Verfassungsgrundsätze verteidigen – das „Geordnete-Rückkehr-Gesetz“ muss im Vermittlungsausschuss grundlegend überarbeitet werden

Antrag der GRÜNEN im Landtag

Portrait Berivan Aymaz 2021

Am Freitag, den 7. Juni 2019, passierte das heftig umstrittene Zweite Gesetz zur besseren Durchsetzung der Ausreisepflicht, das „Geordnete-Rückkehr-Gesetz“, in einer namentlichen Abstimmung mit den Stimmen der CDU, SPD und AfD den Bundestag (https://www.bundestag.de/parlament/plenum/abstimmung/abstimmung?id=607). Die Inhalte des Gesetzentwurfs und der Gesetzgebungsprozess wurden im Vorfeld von vielen Seiten massiv kritisiert.
Mit einem auf wenige Tage verkürzten Vorlauf für die Sachverständigen fanden am 3. Juni 2019 allein fünf Anhörungen im Bundestag zu sechs Gesetzentwürfen statt, darunter auch zum „Geordneten-Rückkehr-Gesetz“. Unmittelbar nach den Anhörungen wurden von den Koalitionsfraktionen umfangreiche Änderungsanträge zu den Gesetzentwürfen gestellt und am Juni 2019 fand bereits die Beschlussfassung in den Bundestagsausschüssen statt, ohne dass Protokolle der Anhörungen vorlagen. Am Freitag, den 7. Juni 2019, folgte dann die endgültige Beratung und Abstimmung im Bundestag. Ein geordnetes Gesetzgebungsverfahren mit einer sorgfältigen Auswertung der Anhörungen wurde so verhindert. Es bestand keine begründete Notwendigkeit, die anstehenden umfangreichen grundrechtsrelevanten Gesetzesänderungen mit ihren zahlreichen Wechselwirkungen zu anderen noch laufenden Gesetzgebungsverfahren beschleunigt durchzuführen, so als befände sich Deutschland im Notstandsmodus.
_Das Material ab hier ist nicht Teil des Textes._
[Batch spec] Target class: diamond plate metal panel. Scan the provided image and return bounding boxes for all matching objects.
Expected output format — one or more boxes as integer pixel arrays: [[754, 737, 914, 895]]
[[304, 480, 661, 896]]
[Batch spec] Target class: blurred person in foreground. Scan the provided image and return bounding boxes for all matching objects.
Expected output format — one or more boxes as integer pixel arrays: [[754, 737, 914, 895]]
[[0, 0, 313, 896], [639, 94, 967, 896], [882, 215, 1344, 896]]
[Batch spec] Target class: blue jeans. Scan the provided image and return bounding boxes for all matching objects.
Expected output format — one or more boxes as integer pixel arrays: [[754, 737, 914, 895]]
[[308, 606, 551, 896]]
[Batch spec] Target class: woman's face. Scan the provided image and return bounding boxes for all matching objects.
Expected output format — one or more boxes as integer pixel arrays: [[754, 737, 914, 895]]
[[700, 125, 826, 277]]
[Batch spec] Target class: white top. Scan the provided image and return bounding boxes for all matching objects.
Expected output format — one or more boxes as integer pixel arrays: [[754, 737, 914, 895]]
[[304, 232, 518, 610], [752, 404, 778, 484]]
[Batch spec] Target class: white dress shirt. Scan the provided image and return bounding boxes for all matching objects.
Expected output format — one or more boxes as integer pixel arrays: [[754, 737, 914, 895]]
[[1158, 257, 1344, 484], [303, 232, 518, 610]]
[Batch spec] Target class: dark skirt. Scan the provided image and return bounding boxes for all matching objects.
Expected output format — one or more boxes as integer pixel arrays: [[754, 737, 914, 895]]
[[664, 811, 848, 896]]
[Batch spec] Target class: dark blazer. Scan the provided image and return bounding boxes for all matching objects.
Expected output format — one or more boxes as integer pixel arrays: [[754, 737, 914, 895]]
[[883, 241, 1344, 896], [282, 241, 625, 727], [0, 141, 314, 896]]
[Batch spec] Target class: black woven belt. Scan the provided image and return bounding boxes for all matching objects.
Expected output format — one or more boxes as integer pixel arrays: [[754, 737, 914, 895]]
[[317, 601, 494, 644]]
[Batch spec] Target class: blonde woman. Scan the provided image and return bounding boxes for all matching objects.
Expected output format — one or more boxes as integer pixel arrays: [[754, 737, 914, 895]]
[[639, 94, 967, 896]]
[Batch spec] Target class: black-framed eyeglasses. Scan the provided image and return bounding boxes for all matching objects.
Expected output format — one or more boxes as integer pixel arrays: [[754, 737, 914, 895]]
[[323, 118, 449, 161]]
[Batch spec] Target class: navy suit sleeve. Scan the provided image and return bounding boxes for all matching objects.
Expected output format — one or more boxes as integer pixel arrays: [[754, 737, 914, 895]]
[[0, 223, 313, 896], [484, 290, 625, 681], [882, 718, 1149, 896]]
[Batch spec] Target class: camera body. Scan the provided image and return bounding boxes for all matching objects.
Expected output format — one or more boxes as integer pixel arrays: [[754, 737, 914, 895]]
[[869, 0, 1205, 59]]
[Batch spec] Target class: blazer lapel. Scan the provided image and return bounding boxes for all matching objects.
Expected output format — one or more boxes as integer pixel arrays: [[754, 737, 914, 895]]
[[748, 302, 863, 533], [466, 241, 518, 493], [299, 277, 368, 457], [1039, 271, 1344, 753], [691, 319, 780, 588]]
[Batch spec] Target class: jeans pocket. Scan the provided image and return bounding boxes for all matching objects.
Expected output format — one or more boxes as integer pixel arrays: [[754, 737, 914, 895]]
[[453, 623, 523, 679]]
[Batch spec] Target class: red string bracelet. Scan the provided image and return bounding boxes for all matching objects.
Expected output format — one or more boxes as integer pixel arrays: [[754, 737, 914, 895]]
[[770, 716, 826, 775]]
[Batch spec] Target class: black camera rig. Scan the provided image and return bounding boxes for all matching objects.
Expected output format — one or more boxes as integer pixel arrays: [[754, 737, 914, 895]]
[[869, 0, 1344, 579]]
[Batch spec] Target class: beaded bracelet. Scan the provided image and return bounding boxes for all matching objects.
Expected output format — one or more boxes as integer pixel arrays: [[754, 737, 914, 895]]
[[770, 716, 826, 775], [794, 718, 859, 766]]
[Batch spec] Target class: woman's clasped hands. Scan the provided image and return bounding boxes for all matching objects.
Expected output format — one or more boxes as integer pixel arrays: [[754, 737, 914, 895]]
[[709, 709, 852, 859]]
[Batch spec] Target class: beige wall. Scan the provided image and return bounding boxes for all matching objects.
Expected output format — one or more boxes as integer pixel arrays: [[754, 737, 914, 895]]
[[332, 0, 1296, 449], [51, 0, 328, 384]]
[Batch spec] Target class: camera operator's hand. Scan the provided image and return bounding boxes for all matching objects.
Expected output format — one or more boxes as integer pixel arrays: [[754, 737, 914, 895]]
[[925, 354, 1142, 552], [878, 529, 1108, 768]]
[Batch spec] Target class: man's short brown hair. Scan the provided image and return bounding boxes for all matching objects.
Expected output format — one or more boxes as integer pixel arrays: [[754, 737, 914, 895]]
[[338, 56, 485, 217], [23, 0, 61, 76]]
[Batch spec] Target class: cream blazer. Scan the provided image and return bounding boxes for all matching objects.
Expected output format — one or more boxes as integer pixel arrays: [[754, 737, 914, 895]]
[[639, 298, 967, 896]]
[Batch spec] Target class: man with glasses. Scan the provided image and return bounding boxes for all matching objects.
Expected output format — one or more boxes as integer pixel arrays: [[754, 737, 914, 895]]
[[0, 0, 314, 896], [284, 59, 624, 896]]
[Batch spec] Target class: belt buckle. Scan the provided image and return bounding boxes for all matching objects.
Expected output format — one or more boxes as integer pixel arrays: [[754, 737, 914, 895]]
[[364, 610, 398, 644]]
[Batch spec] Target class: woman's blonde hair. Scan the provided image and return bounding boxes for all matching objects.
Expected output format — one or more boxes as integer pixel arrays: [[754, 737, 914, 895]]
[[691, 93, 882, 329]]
Massive Kritik an Grundrechtseingriffen

Über 20 zivilgesellschaftliche Organisationen, darunter unter anderem Kirchen, Wohlfahrtsverbände und die Neue Richtervereinigung, positionierten sich gemeinsam in einem offenen Brief und appellierten an die Bundestagsabgeordneten, dem Gesetzentwurf nicht zustimmen (https://www.proasyl.de/wp-content/uploads/Offener-Brief-Geordnete-R%C3%BCckkehr-Gesetz.pdf).
Die Kritik bezieht sich unter anderem auf die beabsichtigten Leistungskürzungen unterhalb des Existenzminimums, der Ausweitung der Abschiebehaft, der Entrechtung durch die Einführung einer „Duldung-light“, die neuen Hürden für eine Ausbildungs- und Beschäftigungsduldung oder auf die verlängerten Aufenthalte in den AnkER-Zentren. Damit missachtet die Große Koalition mehrfach rechtsstaatliche Grundsätze und behindert die Integration von Geflüchteten.
Ein besonders gewichtiger Kritikpunkt an dem Gesetz stellt das Vorhaben dar, das sogenannte Trennungsgebot zwischen Abschiebungshaft und Strafvollzug für einen Zeitraum von drei Jahren aufzuheben. So sieht das vom Bundestag beschlossene Gesetz in Artikel 1 Nummer 22 die Aufhebung des in § 62a Absatz 1 Satz 1 des Aufenthaltsgesetzes geregelten Gebots vor, Abschiebungshaft grundsätzlich in speziellen Hafteinrichtungen zu vollziehen. Erst zum 1. Juli 2022 soll dieses grundsätzliche Gebot durch Artikel 6 des Gesetzes wieder in Kraft gesetzt werden.
So sieht auch NRW-Justizminister Peter Biesenbach „erhebliche rechtliche und tatsächliche Bedenken“, die bezüglich einer Aufweichung des Trennungsgebots bestünden3, wie er in einem Schreiben an Bundesinnenminister Seehofer und gegenüber dem Rechtsausschuss des Landtages NRW deutlich gemacht hat.
Auch NRW-Integrationsminister Stamp bezeichnete das Gesetz als „humanitär unverantwortlich und volkswirtschaftlich dämlich“, da es „praxisfern“ sei und den Herausforderungen der Länder nicht gerecht werde (Neue Ruhr Zeitung 08.06.2019).
Zudem steht insbesondere durch die Änderungsanträge der Koalitionsfraktionen zur Debatte, ob das Gesetz aufgrund der höheren finanziellen Belastung der Länder durch den Bundesrat zustimmungspflichtig ist.
Auf Antrag mehrerer Bundesländer, darunter Brandenburg, Hamburg, Berlin und Thüringen, beschloss der Rechtsausschuss des Bundesrates am 12. Juni 2019 mit Zustimmung von 10 Ländern, das Gesetz in den Vermittlungsausschuss zu überweisen. Aufgrund der von den Ministern Stamp und Biesenbach klar formulierten Kritik am „Geordneten-Rückkehr-Gesetz“ wäre es folgerichtig, den Vorstoß auch in der Bundesratssitzung am 28.Juni 2019 zu unterstützen

Der Landtag fordert daher die Landesregierung auf,

·        in der Sitzung des Bundesrates am 28. Juni 2019 dem Votum des Rechtsausschusses zur Überweisung des „Geordneten-Rückkehr-Gesetzes“ in den Vermittlungsausschusses zu folgen.